Detecting SoftICE ?

Hello all,
 
I am writing a Win32 DLL and am currently trying to detect if SoftICE is present.
 
I am trying the "classic" detection methods and for my version of SoftICE (4.3.2) under Windows XP, so far no method has succeeded at detecting it.
 
The methods I am trying are well described in Viega & Messier's "Secure Programming Cookbook" and all over the net.  One is the "Meltice" technique that looks for a virtual device named "\.\\NTICE"; the other uses the "Boundschecker" method that uses int 3, with "BCHK"
in a register.
 
I am having no luck with either method. Perhaps because the methods are obsolete with the current version of SoftICE. Perhaps because I'm doing something stupid.
 
Given the above, I have two questions I'm hoping someone can answer:
    - Does anyone know a method to detect today's SoftICE?
    - Do the other methods even work (and for what versions)?
 
I'd be happy to post the small source or answer any further questions.
 
Thanks in advance.

Hi Bruce,

you may have a look at crackz's pages for usual tricks concerning Sice detection (http://www.woodmann.com/crackz/Tutorials/Protect.htm#detectsoftice)

However, please have a look at the following routines:

First, we can use int 68h to check the "magic" value 0x0F386 (= debugger present). Then, we may also check the interrupt descriptor table and see if there is a handler installed for INT 68h.
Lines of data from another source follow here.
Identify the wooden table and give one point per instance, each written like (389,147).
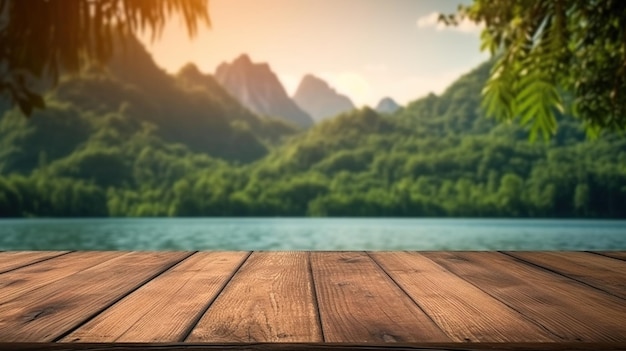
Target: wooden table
(313,300)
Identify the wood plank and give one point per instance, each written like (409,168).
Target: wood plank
(568,309)
(463,311)
(604,273)
(10,260)
(270,299)
(26,279)
(167,307)
(578,346)
(620,255)
(358,302)
(52,310)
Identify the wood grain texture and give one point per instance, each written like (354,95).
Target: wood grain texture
(52,310)
(604,273)
(358,302)
(164,309)
(270,299)
(579,346)
(23,281)
(11,260)
(620,255)
(568,309)
(463,311)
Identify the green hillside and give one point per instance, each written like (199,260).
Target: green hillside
(113,147)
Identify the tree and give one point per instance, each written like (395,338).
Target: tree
(552,56)
(40,39)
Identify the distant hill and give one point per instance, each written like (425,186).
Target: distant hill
(126,103)
(258,88)
(387,105)
(319,100)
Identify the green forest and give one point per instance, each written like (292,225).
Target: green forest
(131,140)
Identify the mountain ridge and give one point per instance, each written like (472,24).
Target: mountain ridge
(257,87)
(321,101)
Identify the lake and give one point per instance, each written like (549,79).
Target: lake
(311,234)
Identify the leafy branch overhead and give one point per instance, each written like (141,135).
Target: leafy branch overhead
(551,56)
(40,39)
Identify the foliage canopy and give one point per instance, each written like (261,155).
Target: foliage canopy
(553,56)
(40,39)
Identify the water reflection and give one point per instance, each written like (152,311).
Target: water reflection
(310,234)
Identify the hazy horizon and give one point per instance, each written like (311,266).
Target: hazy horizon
(366,50)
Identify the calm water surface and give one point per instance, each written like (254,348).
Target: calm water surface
(310,234)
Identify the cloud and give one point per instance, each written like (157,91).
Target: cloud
(432,21)
(380,67)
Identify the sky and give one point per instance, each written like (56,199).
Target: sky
(365,49)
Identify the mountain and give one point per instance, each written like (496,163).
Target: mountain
(255,86)
(387,105)
(319,100)
(106,146)
(126,107)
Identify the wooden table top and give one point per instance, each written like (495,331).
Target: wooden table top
(292,300)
__inline bool IsSICELoaded() {
        _asm {
                mov ah, 0x43
                int 0x68
                cmp ax, 0x0F386 // Will be set by all system debuggers.
                jz out_

                xor ax, ax // check the IDT
                mov es, ax
                mov bx, word ptr es:[0x68*4]
                mov es, word ptr es:[0x68*4+2]
                mov eax, 0x0F43FC80
                cmp eax, dword ptr es:[ebx]
                jnz out_
                jmp normal_
        normal_:
                xor eax, eax
                leave
                ret
        out_:
                mov eax, 0x1
                leave
                ret
        }
        return false;
}

If a debugger is not present AX will be 4300h.
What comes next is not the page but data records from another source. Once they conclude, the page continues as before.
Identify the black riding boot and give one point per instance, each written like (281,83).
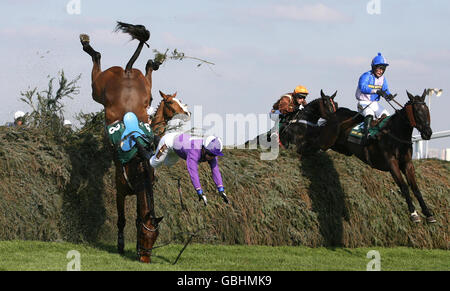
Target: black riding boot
(367,122)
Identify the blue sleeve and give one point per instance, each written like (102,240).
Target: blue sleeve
(363,84)
(385,87)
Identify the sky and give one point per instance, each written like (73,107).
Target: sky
(261,49)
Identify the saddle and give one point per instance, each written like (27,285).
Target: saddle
(357,132)
(124,135)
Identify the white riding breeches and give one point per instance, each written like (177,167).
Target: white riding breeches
(373,108)
(164,152)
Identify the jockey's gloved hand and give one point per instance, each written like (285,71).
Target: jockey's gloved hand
(381,93)
(222,194)
(389,97)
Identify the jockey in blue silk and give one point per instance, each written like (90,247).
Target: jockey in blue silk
(371,86)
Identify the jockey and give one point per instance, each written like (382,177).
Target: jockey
(288,103)
(175,145)
(18,119)
(371,86)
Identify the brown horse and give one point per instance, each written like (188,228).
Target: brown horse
(301,126)
(391,149)
(120,91)
(171,107)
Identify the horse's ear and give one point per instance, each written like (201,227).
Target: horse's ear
(334,95)
(410,96)
(424,94)
(322,94)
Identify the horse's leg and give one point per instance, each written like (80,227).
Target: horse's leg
(397,175)
(96,56)
(120,203)
(411,178)
(97,85)
(122,190)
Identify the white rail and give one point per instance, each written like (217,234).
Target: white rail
(418,143)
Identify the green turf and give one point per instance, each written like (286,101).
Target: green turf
(32,255)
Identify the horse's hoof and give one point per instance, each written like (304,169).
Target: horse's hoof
(431,219)
(84,39)
(144,259)
(415,217)
(120,244)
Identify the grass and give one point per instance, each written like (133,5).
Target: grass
(34,255)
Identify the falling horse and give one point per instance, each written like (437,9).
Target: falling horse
(391,148)
(301,126)
(122,91)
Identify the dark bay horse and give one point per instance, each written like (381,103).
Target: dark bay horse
(302,129)
(391,149)
(120,91)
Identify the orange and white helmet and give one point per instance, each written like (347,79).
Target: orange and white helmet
(301,90)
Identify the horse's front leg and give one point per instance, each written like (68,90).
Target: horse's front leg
(122,191)
(411,178)
(120,203)
(397,175)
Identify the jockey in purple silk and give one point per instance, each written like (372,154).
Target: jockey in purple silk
(194,150)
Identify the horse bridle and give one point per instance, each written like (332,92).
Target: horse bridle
(322,107)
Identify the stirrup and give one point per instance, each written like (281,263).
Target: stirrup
(224,197)
(202,197)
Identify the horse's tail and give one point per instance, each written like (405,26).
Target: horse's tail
(138,32)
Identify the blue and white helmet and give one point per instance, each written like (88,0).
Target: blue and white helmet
(379,60)
(213,145)
(18,114)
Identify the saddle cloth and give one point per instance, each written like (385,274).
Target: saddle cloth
(125,150)
(357,132)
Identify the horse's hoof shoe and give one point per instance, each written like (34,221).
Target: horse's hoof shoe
(431,219)
(415,217)
(84,38)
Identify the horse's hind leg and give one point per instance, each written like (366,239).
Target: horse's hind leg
(96,56)
(410,177)
(397,175)
(120,202)
(122,191)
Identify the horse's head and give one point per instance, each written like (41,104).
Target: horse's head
(173,106)
(419,114)
(327,105)
(169,107)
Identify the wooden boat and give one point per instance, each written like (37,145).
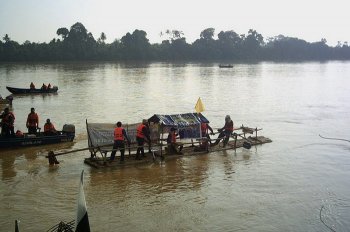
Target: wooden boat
(66,135)
(6,101)
(14,90)
(189,125)
(225,66)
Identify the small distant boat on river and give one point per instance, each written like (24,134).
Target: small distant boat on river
(6,101)
(66,135)
(225,66)
(14,90)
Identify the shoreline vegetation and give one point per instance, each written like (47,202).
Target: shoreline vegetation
(77,44)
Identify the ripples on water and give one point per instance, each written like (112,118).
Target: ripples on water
(274,187)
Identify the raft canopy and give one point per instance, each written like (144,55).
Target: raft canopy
(188,124)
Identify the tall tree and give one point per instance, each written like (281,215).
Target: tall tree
(207,34)
(62,32)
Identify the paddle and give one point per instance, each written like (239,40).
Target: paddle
(334,138)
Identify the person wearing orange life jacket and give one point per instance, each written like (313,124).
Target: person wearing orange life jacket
(32,121)
(205,128)
(49,128)
(120,136)
(32,86)
(173,146)
(7,123)
(44,87)
(142,135)
(226,131)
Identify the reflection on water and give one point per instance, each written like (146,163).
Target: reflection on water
(279,186)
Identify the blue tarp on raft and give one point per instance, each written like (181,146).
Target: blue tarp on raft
(188,124)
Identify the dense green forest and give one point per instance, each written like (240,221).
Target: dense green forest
(77,44)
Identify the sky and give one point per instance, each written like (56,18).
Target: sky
(310,20)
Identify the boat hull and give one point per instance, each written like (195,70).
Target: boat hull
(14,142)
(31,91)
(103,162)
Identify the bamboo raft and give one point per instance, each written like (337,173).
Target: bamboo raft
(190,149)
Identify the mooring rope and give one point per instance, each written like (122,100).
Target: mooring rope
(334,138)
(324,222)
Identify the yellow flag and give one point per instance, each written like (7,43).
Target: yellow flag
(199,106)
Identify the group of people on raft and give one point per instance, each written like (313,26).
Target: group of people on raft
(8,120)
(143,135)
(43,87)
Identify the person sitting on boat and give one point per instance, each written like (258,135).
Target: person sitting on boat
(205,128)
(173,146)
(44,87)
(32,121)
(119,142)
(142,134)
(19,134)
(7,123)
(49,128)
(226,131)
(32,86)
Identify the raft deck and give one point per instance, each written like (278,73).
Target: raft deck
(103,162)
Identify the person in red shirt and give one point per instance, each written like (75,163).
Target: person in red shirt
(49,128)
(7,123)
(120,136)
(142,134)
(32,86)
(44,87)
(173,146)
(32,121)
(226,131)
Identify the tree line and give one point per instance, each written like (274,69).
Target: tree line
(77,44)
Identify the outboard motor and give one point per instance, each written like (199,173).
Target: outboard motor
(68,128)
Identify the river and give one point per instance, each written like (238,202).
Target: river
(280,186)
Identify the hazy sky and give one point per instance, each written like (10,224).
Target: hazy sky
(311,20)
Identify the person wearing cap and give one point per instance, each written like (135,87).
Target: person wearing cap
(120,136)
(49,128)
(32,121)
(44,87)
(7,123)
(142,134)
(173,146)
(32,86)
(226,131)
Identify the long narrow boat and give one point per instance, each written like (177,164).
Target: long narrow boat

Then, as you said, the CreateFile function may be used to check if the Sice device driver is loaded... It should be working with the latest versions anyway...

/*
        Function: IsSoftIceNTLoaded
        Description: Like the previous one but for use under Win NT only
        Returns: true if SoftIce is loaded
*/

__inline BOOL IsSoftIceNTLoaded() {
        HANDLE hFile=CreateFile( "\\\\.\\NTICE",
                                GENERIC_READ | GENERIC_WRITE,
                                FILE_SHARE_READ | FILE_SHARE_WRITE,
                                NULL, OPEN_EXISTING, FILE_ATTRIBUTE_NORMAL, NULL);

        if(hFile!=INVALID_HANDLE_VALUE) { CloseHandle(hFile); return true; }
                return false;
        }


Or maybe the dedicated function "IsDebuggerPresent" will detect it (I haven't tested it with Sice yet)
http://msdn.microsoft.com/library/en-us/debug/base/isdebuggerpresent.asp

BOOL IsDebuggerPresent(void);


But, if your Sice is patched, it may already include protections against those "anti-debugging" features. In this case, you should use your own imagination to detect it :)


--
_______________________________________
Thierry Haven - Xmco Partners
Consultant Sécurité / Test d'intrusion

web  : http://www.xmcopartners.com 


Bruce Klein wrote:

The ASM code above will certainly work but many crackers have patched SoftIce & other disassemblers to "disappear" if another process calls this interrupt. Check out this link:

http://www.reteam.org/papers/e55.pdf

The "creativity" thing is the best approach. You should also throw a few "fakes" and make 'em think you're a dumb developer. When I'm checking for a process, I enumerate running processes and examine their associated exe's. This isn't a fast operation but if you do it once at the beginning of the program (and make it look innocent with some fake string data), you can quickly check for a number of signatures later. Feed them a fake keygen routine, then fail much later in the program due to licensing issues. I usually set up a random time to trigger an event on an API timer that checks for "licensing issues". I duplicate this routine in several places so a cracker won't have just one patch point to look for. I also make sure each routine has a different code signature so they can't just do a simple pattern search. It's not that they can't figure this out; it's just that you can waste a lot of their time and make it not worth cracking.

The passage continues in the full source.